Unfortunately, even given this “Free Pass”, Aristotelian cosmology is largely dismissed in the face of modern science. Aristotle believed the earth was made of the four elements, while heavenly bodies were comprised of “aether”. He also dismissed gravity, saying bodies moved without any interrelationship to one another and further discussed the circle as an orbit. Modern science shows that bodies move naturally in ellipses because of their interaction with one another gravitationally.
However, Aristotle did give us one insight into the universe aside from the spherical nature of the earth. Aristotle was the father of teleology – the concept of a purpose-driven cosmos. Aristotle was the first to posit that natural science followed a prescribed ends or goal. He recognized that individual things in existence could act in accordance with a plan beyond their own individual survival, following a more holistic path for the group’s survival as a whole.
Of course, Birnbaum’s Theory of Potential teleology discerns the cosmic goal as not just survival, but rather – Extraordinariation. As noted, Extraordinariation is Birnbaum’s term for the elusive end-goal of super-Complexity (see ImaginaryConversation.com).
On the global chessboard
There is currently no true Option B to Birnbaum’s Theory of Potential.
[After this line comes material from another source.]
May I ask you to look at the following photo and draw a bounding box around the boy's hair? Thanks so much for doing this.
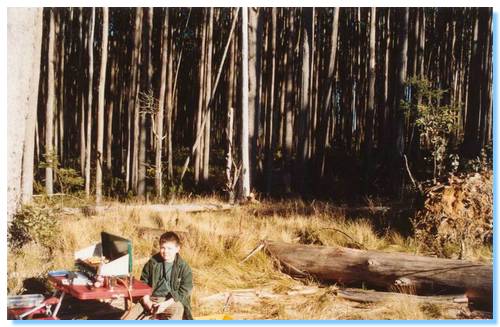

New York-based cosmologist Neil deGrasse Tyson reminds people constantly that science must be dedicated to the pursuit of fact and truth. It is easy to forget in a modern age when scientists are governed by research grants and the pressure to not debunk their predecessors, but it is the responsibility of the pure scientific mind to follow the facts wherever they might lead regardless of their implications. The real scientist pursues truth, not their desires.
Potentialism does its part to remind the scientific community of this pursuit of truth, even if it was initially ‘politically correct’. People do not design the world they live in; they simply explore and seek to understand it. Like the followers of Aristotle before, people are reminded of the necessity to be able to let go of ideas previously held for the sake of searching out the truth of the world. Randomness was a best-guess in the 20th century; the best we could at the time for a description of how the universe worked. But, like the century it reigned in, the time of randomness has passed; modern science has moved beyond it.
Aristotelianism was trumped by Randomness; in turn, Randomness is quite clearly trumped by Potentialism. No contest (see SummaCoverage.com). We advance forward with a new baseline. Onward.